If you didn’t think Serena Williams was badass enough already, this will probably change your mind!
The 38-year-old is opening up about her silent battle with “debilitating, throbbing” migraine attacks, which she has struggled with since her twenties, and pushed through while playing tennis.
Related: Serena Williams Shares Adorable Tennis Pics With Her 2-Year-Old Daughter
Speaking with People this week, the Olympian shared how she struggled with explaining to her father Richard Williams, her coach until 2012, why the sunlight during daily practices was nearly unbearable:
“Migraine isn’t a knee injury — it’s something you can’t physically see. You can’t really say, ‘Oh, Dad, I have a migraine. I’m going to stop playing.’ People are like, ‘I don’t see swelling. I don’t see bruising. Tough it out.’ I got used to playing through the pain.”
There have been “so many” matches where she has had to power through these intense attacks, like one in Sydney, Australia in 2001 where she lost to Martina Hingis:
“You can’t go into a press conference with the media asking, ‘Well, what happened?’ and say ‘Well I had a migraine attack.’ I had to figure out a way to work through it.”
For the most part, she’s been able to handle these attacks over the last few years because they have largely been infrequent, but when she went into quarantine with husband Alexis Ohanian and daughter Olympia earlier this year, things changed:
“It’s all incredibly stressful. I was dealing with a lot of stress and unknown factors and things that I wasn’t used to, and so I think that was contributing to my migraine attacks and making them more frequent.”
Over the past few months, she has had to juggle training and motherhood, which has been nothing short of “intense,” Serena added:
“It would be so intense with the baby all day long, and then, at night, I would have this long migraine.”

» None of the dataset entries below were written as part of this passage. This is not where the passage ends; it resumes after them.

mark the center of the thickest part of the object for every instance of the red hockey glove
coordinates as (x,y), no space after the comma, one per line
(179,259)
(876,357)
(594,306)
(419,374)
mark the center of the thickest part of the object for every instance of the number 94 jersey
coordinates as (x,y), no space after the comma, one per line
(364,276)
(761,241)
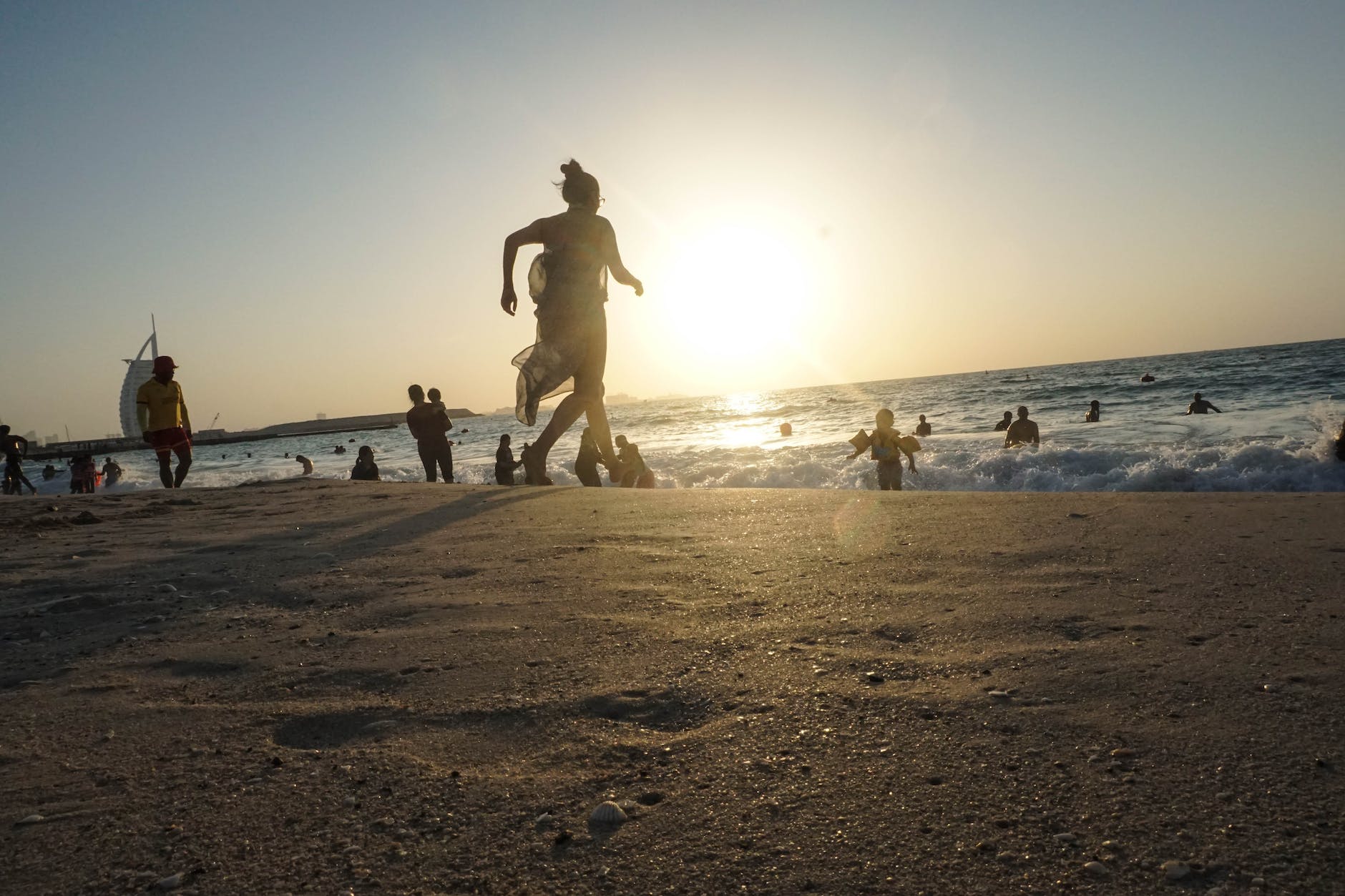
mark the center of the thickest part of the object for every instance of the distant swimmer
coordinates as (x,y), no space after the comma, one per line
(588,459)
(504,463)
(1201,407)
(635,473)
(886,445)
(162,413)
(1022,430)
(365,468)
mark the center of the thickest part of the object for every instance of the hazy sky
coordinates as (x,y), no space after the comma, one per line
(313,197)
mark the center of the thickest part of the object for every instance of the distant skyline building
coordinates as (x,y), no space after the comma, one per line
(137,372)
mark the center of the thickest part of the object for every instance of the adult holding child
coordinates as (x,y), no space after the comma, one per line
(568,282)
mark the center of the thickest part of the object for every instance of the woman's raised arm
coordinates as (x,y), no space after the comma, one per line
(527,236)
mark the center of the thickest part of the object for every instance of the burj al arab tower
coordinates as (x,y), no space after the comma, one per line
(137,372)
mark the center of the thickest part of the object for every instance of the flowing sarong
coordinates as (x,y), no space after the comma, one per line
(569,322)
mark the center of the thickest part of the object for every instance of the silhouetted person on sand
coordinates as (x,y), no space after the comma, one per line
(568,282)
(365,468)
(1022,430)
(165,424)
(588,459)
(885,445)
(504,463)
(635,473)
(15,450)
(1201,407)
(428,428)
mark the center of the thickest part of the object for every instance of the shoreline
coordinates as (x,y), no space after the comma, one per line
(330,686)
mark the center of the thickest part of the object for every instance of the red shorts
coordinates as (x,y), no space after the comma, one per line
(171,440)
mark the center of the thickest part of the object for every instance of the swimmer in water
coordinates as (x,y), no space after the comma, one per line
(886,448)
(504,463)
(588,459)
(1022,430)
(365,468)
(1201,407)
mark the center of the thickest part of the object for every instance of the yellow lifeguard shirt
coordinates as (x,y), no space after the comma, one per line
(160,407)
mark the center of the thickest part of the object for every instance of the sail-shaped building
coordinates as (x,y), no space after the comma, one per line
(137,372)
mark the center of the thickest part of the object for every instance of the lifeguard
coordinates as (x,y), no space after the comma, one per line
(165,423)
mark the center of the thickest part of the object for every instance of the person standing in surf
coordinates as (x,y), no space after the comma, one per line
(568,282)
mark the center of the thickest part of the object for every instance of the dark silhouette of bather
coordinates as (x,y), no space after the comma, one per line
(365,468)
(568,282)
(504,463)
(1022,430)
(588,459)
(1201,407)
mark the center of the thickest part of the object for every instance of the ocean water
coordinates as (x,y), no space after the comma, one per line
(1282,407)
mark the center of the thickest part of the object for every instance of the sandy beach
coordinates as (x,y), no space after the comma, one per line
(333,686)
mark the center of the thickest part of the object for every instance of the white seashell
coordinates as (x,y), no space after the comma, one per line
(607,813)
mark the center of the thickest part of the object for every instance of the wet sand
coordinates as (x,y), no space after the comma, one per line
(330,688)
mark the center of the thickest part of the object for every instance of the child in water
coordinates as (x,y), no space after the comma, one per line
(635,473)
(365,468)
(885,445)
(504,463)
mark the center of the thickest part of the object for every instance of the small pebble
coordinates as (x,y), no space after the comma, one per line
(1175,870)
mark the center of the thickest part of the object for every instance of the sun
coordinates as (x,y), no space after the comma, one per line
(735,294)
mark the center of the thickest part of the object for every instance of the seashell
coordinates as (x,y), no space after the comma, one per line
(608,813)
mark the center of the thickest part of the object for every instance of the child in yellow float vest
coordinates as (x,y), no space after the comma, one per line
(886,445)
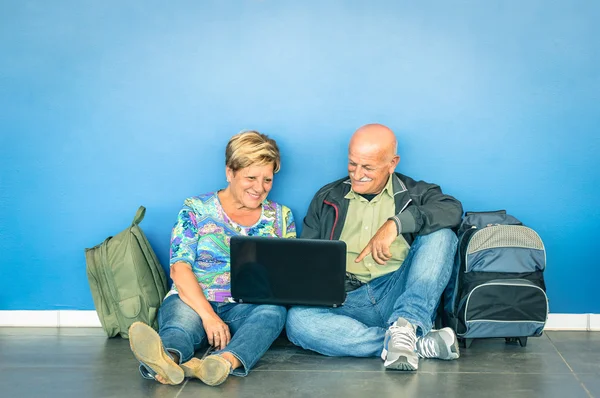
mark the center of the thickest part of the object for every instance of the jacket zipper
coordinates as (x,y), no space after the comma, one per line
(336,217)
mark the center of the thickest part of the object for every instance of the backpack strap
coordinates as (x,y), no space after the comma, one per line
(139,216)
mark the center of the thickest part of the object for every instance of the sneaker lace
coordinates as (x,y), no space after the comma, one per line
(426,348)
(404,337)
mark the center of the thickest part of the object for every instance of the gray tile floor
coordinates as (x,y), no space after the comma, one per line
(83,363)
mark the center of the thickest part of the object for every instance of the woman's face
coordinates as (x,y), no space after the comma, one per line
(250,185)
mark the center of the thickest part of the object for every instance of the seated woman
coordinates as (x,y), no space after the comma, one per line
(195,312)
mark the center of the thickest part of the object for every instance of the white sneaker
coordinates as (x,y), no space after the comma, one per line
(399,346)
(440,344)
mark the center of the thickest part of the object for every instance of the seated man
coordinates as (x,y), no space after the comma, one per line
(400,256)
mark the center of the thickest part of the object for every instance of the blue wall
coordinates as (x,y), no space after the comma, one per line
(105,106)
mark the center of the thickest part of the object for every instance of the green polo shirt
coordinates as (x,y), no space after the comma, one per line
(362,222)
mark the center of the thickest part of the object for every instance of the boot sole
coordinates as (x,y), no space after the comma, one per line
(211,366)
(147,348)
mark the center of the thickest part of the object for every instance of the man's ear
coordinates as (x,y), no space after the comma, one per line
(394,163)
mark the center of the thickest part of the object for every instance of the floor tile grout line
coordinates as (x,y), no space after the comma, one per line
(419,372)
(570,368)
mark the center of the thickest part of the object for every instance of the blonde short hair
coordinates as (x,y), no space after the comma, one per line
(251,148)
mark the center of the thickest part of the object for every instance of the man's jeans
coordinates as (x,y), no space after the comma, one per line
(253,329)
(358,327)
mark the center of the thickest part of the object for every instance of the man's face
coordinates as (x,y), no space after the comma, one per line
(369,168)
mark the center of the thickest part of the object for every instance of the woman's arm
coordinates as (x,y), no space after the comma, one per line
(191,293)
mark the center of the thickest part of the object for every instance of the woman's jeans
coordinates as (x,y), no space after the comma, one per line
(253,329)
(358,327)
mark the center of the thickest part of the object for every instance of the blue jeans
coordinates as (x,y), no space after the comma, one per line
(253,329)
(358,327)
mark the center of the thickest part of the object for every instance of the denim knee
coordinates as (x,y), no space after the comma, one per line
(276,314)
(442,237)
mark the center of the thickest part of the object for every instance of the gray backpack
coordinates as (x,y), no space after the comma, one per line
(497,288)
(127,282)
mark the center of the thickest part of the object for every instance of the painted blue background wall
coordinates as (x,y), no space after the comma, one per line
(108,105)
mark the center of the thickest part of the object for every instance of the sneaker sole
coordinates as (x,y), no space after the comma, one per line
(147,348)
(402,363)
(214,370)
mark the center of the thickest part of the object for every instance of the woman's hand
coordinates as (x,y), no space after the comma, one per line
(217,331)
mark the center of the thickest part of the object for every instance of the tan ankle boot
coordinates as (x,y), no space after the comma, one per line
(212,370)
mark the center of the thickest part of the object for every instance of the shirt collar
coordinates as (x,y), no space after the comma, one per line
(387,190)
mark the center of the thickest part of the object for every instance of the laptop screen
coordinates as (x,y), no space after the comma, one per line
(288,271)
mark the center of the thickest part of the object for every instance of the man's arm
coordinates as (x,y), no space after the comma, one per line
(311,226)
(431,211)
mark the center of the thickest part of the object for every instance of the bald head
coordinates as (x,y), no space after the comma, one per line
(377,137)
(372,158)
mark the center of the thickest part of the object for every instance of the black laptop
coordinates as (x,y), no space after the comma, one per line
(288,271)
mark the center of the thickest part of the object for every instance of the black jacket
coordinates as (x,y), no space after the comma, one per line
(421,208)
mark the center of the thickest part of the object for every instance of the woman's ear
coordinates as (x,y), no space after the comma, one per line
(228,174)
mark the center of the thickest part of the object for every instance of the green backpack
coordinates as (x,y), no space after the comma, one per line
(127,282)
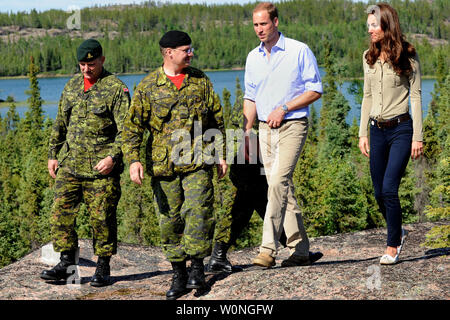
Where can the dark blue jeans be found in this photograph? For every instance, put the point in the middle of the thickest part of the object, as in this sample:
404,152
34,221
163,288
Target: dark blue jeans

Williams has since been prescribed Ubrelvy, and recently signed on as a spokeswoman for the drug, to help relieve symptoms and pain associated with a migraine attack. That’s not the only change as of late, however! She’s preparing for the upcoming U.S. Open in the Big Apple, which will be played without fans due to COVID-19:
“I’ve always played with such a big crowd. Without fans, how will I do? I don’t even know. But I look at it as another experience. A wild experience.”
Wow. So much credit to this super woman!! Her high-stakes matches are already intense as it is, we can’t imagine doing it with a migraine, too.